Johann Zarco (Honda) erst gestürzt, dann Fünfter: «Ich war stinksauer»
Wie in der Vorwoche in Le Mans stürzte Johann Zarco auch in Barcelona im FP2. Doch diesmal lief's danach bestens für den Honda-Mann. Was anders war als beim Heimrennen und was ihm bei der Wende half.
Starke Quali und starker Sprint für Honda-Pilot Johann Zarco! Der Franzose ging von Platz 5 ins Rennen und kam auch als Fünfter über die Ziellinie, zeigte sich mit beiden Ergebnissen zufrieden. Dabei hatte der Samstag gar nicht gut angefangen für den LCR-Honda-Mann.
Im Sprint erwischte Zarco einen guten Start: «Erst lief alles normal. Bei der zweiten Beschleunigung von 100 auf 200 hatte ich etwas Windschatten, vielleicht von Raul (Fernandez, Anm.), aber ich habe an Beschleunigung gewonnen. Und weil ich dann Platz fürs Bremsen in der ersten Kurve hatte, konnte ich mehr riskieren, weil niemand vor mir war. Und das hat ziemlich gut funktioniert. Dann fühlte ich mich sicher genug, um Alex (Marquez, Anm.) zu überholen. Ich dachte sogar daran, das Rennen anzuführen. Ich wollte Pedro (Acosta, Anm.) überholen. Ich habe es in Kurve 4 versucht, aber es hat nicht geklappt. Also habe ich mir danach gesagt, dass der zweite Platz eine perfekte Position ist, um das Beste zu geben, das Tempo zu halten und abzuwarten, was kommt.»
Zarco fiel nach dem starken Start dann ein wenig zurück: «Jedes Mal habe ich in der letzten Kurve Positionen verloren. Ich habe schon seit Beginn des Wochenendes gesagt, dass wir in dieser Kurve keine große Verbesserung haben. Wir haben also keinen sehr guten Kurvenausgang. Dazu kommt vielleicht noch ein Leistungsdefizit beim Motor, denn die Spitzenfahrer haben mich auf der Geraden überholt. Und wenn ich versuche, das Tempo jedes Mal in jeder Runde, zu halten, verliere ich ein paar Meter.»
Reifenprobleme auf den letzten Runden
Lange konnte Zarco aber dranblieben – bis ihm die Reifen zu sehr zu schaffen machten. Zarco: «In den letzten drei Runden verlor mein Vorderreifen komplett an Temperatur. Und ich wäre in Kurve 2 fast gestürzt. Mein Ziel war es dann, nicht vom Hintermann eingeholt zu werden.»
Zu Beginn des Wochenendes hatten Zarco und seine Honda-Kollegen eigentlich ein schwieriges Wochenende erwartet. «Unser Motorrad hat sich seit Jahresbeginn in Sachen Beschleunigung und Bremsen verbessert. Vielleicht haben wir ein bisschen an Kurvenlage eingebüßt. Für mich ist das, was wir an Kurvenlage verloren haben, auf dieser Strecke nicht gerade hilfreich. Es hilft nicht, Konstanz für das Rennen zu finden. Aber für mich ist es keine Strecke, auf der wir mehr zu kämpfen haben als auf anderen.»

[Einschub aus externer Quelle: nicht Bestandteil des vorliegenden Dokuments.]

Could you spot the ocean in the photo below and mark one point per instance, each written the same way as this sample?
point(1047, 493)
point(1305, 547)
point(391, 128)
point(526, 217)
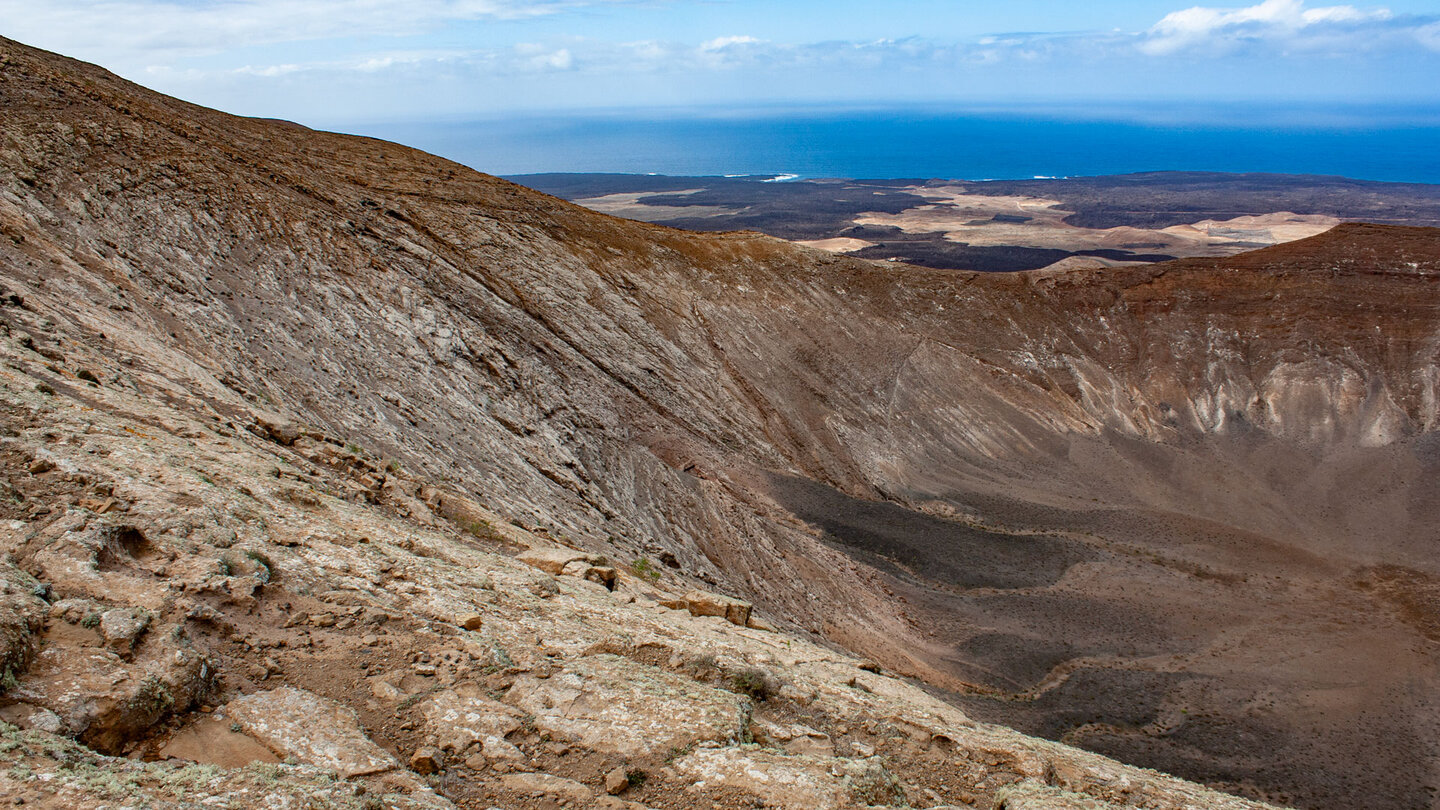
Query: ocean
point(1400, 144)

Zarco stürzt im FP2 – wie in Le Mans
Fünfter in Quali und Sprint – ein zufriedener Zarco am Mittag und Nachmittag. Am Morgen sah das noch ganz anders aus: Im FP2 war er zu Beginn seiner ersten Runde verunfallt. Da wurden böse Erinnerungen an die Vorwoche bei seinem Heimrennen in Le Mans wach, als er auch im FP2 verunfallte und sich das auf sein Restwochenende niederschlug.
Zarco: «Ich war ziemlich zufrieden, nach dem Sturz ein starkes Qualifying hingelegt zu haben. Aber der Sturz heute lag einfach am kalten Reifen, der eigentlich gar nicht kalt sein durfte, da ich gerade erst aus der Box kam. Aber als ich in die letzte Kurve einfuhr, lag das Motorrad schon am Boden, und ich war stinksauer, unter diesen Umständen zu stürzen und ein Motorrad für nichts zu zerstören.»
Über die Parallele zum Frankreich-Wochenende sagte er: «Aber ja, es ist nicht derselbe Sturz wie in Le Mans, wo ich, weil ich entspannt war und mich gut gefühlt habe, gestürzt bin. Auch weil der Vorderreifen abgenutzt war und hier eine andere Situation herrschte. Ich habe mir klargemacht, dass es nur an der Temperatur lag, und das hat mir geholfen, diesen Sturz irgendwie aus dem Kopf zu bekommen.» Mit Erfolg!